A discussion of the repercussions of the recent collapse of Thomas Cook, the wider impact this will have on the travel industry and how smaller travel agencies are now attempting to fill the void.
Thomas Cook, one of the world’s oldest travel groups, which counted Mark Twain, Rudyard Kipling and Winston Churchill among its customers, recently became insolvent following a “slow-motion” collapse which had been ongoing for years.
The group‘s failure has plunged governments across Europe and Africa into crisis-planning mode as they assist with the repatriation of more than 500,000 stranded tourists and count the cost of the holiday company‘s demise on already-slowing economies. With the group‘s liquidation in September, the business of Thomas Cook, which had been operating under that name since 1841, ceased to trade.
In the following months, the world’s oldest travel agency, Cox & Kings (founded in 1758) also collapsed. However in that case, the U.K. business was sold as a going concern via an administration process, and has therefore been saved in a deal worked on by the Womble Bond Dickinson team. (The author is a partner at Womble Bond Dickinson)
Effect on the travel industry
The Thomas Cook collapse is having a detrimental effect on the travel industry worldwide, as hoteliers and hospitality businesses dependent on the group’s trade have been left without security.
This is particularly the case in Spain where many hotels which were exclusively dependent on the company’s business are now facing imminent closure due to the lack of occupants and payments. The Spanish Confederation of Hotels and Tourist Accommodation has reported that 1.3 million autumn and winter visitors will be unable to fly into Spanish destinations and as a result of this, in a huge setback to Spain’s hotel industry, over 500 Spanish hotels will now have to cease operating.
Spain is not the only country taking a hit from the company’s failure, countries such as Cyprus are also suffering. According to Cyprus’ deputy tourism minister, the country’s hotel industry will take an estimated €50-million ($55.1 millin) loss.
Filling the gap
EasyJet has recently relaunched its package holiday business in an attempt to fill the void left by the closure of Thomas Cook.

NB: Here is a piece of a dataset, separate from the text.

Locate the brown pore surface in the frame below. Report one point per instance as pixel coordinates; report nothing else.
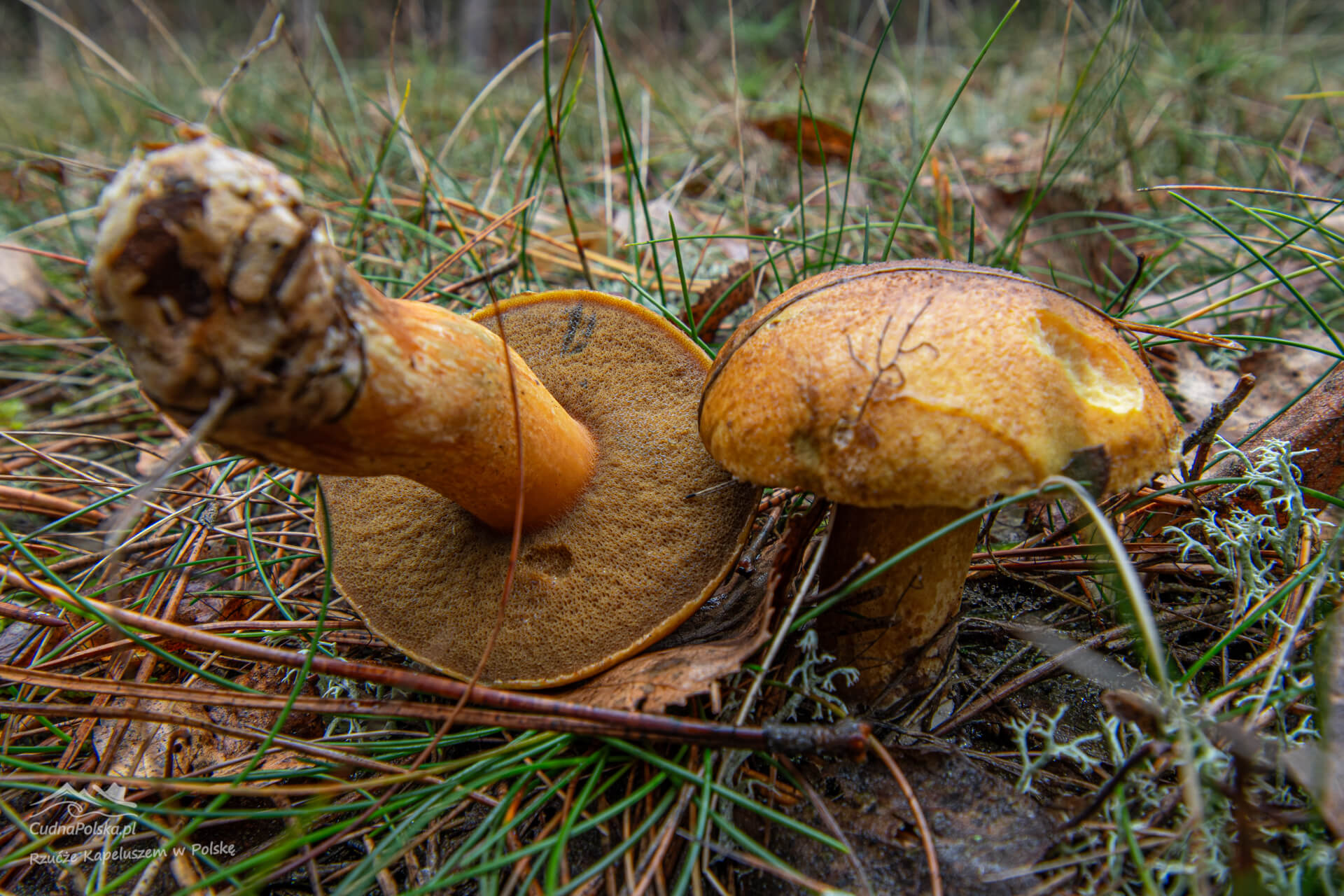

For the first time in its history, EasyJet has directly contracted hotels and will now provide both beach and city package holidays to its customers. They have also incorporated artificial intelligence technology onto its new website, which allows customers to explore a city or resort before they book.
However EasyJet’s new initiatives won’t fill the gap completely. Alternative approaches to providing hotelier services such as Airbnb and OYO Hotels & Homes are also attempting to alleviate the blow of losing Thomas Cook within the travel industry.
Airbnb provides an online marketplace which allows people to rent out their properties or provide spare rooms to guests for a sometimes cheaper cost to hotels. This is different to OYO which instead of providing residential accommodation spaces, partners with hotels and provides a chain of budget and premium rooms in those respective hotels to its customers.
Both Airbnb and OYO are transforming the travel market by making travel easier, for cheaper. With their extensive online reach to various accommodation packages, they too are softening the impact to the industry.
Hays Travel provide new opportunities
The U.K.’s largest family-owned travel agency, Hays Travel, have recruited over 2,000 former Thomas Cook employees and continue recruitment for the 450 Thomas Cook stores that have been re-opened in the company’s demise.
Following the take-over of 555 of the Thomas Cook stores, there now exists 737 Hays Travel stores in the UK and 4,200 people now have permanent employment. This take-over is a crucial improvement for UK high streets, which are currently suffering due to the prevalence of e-commerce stores nationwide.
Although the collapse of Thomas Cook has undoubtedly brought extensive negative consequences, this is certainly a positive outcome in that smaller travel agencies, such as Hays Travel, now have the ability to grow their businesses and subsequently provide more employment opportunities. This will undoubtedly assist in filling the gap brought on to the economy from the loss of Thomas Cook and its subsidiaries, whilst also providing new employment to those who resultantly lost their jobs.
Claire Wilkinson is a partner at Womble Bond Dickinson (UK) LLP.